Kurz nach Beckenbauers Tod

Nachdem er 1998 seine Fußballschuhe an den Nagel gehängt hatte, hatte er eine kurze Karriere als Trainer bei Kaiserslautern (2000-2002) und Unterhaching (ein Team aus der Umgebung von München).

Der deutsche Fußball hat einen traurigen Start ins Jahr 2024 hingelegt, nachdem im Januar ein weiterer legendärer ehemaliger Spieler, der deutsche Trainer Franz Beckenbauer, verstorben ist. Mannschaft bei der Weltmeisterschaft 1990.

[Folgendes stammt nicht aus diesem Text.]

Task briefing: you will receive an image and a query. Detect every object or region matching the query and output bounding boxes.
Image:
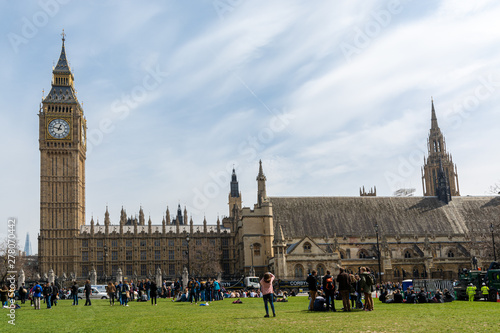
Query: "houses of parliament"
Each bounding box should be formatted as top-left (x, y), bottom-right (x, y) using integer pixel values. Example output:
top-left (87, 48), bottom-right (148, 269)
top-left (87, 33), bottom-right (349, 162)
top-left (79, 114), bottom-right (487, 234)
top-left (38, 36), bottom-right (500, 281)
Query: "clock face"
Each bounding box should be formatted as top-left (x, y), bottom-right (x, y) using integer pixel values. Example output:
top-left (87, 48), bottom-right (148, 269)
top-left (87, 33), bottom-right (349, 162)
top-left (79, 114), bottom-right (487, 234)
top-left (49, 119), bottom-right (69, 139)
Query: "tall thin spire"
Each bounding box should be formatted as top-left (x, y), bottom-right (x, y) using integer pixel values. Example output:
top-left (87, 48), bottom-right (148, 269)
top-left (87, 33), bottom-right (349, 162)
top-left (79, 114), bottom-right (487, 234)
top-left (52, 29), bottom-right (71, 74)
top-left (231, 168), bottom-right (240, 198)
top-left (257, 160), bottom-right (267, 207)
top-left (431, 97), bottom-right (439, 129)
top-left (422, 98), bottom-right (460, 197)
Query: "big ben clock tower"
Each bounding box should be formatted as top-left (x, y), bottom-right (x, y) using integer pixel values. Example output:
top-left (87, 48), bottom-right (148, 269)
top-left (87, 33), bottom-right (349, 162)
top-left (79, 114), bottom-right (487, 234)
top-left (38, 31), bottom-right (87, 276)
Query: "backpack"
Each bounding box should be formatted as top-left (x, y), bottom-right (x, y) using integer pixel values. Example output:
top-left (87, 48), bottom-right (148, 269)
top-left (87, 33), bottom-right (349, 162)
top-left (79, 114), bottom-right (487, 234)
top-left (326, 276), bottom-right (334, 290)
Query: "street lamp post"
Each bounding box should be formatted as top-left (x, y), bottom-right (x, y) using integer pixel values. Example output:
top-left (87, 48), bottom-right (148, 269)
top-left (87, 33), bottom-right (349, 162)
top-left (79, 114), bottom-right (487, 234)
top-left (186, 234), bottom-right (191, 274)
top-left (375, 223), bottom-right (382, 284)
top-left (490, 223), bottom-right (497, 261)
top-left (249, 244), bottom-right (255, 276)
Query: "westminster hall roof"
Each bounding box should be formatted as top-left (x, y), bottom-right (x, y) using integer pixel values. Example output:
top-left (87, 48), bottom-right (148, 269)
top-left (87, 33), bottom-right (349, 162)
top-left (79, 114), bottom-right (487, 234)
top-left (269, 196), bottom-right (500, 238)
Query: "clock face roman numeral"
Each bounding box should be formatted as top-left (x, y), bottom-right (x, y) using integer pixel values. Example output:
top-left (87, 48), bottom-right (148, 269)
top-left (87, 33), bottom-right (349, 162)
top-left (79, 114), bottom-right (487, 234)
top-left (48, 119), bottom-right (69, 139)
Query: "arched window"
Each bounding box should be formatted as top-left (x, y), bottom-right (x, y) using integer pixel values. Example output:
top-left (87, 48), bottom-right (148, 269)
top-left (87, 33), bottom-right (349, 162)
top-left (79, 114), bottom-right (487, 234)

„Alles ist sehr, sehr traurig für den deutschen Fußball und insbesondere für uns, den Meister von 1990“, fügte er hinzu. Ein anderer Fußballer dieser Generation, Verteidiger Guido Buchwald, erinnerte sich gegenüber SID: „Andi war immer sehr positiv und strahlte pures Leben aus. „Er war ein toller Mensch, ein toller Freund.“

„Andi war unser WM-Held, aber für mich war er mehr als das, ein enger Freund und Teamkamerad“, erinnerte sich ein weiterer italienischer Meister, Rudi Völler, in einer Stellungnahme des Deutschen Bundes (DFB). „Brehme war einer der größten Fußballer der deutschen Geschichte“, erinnerte sich DFB-Präsident Bernd Neuendorf.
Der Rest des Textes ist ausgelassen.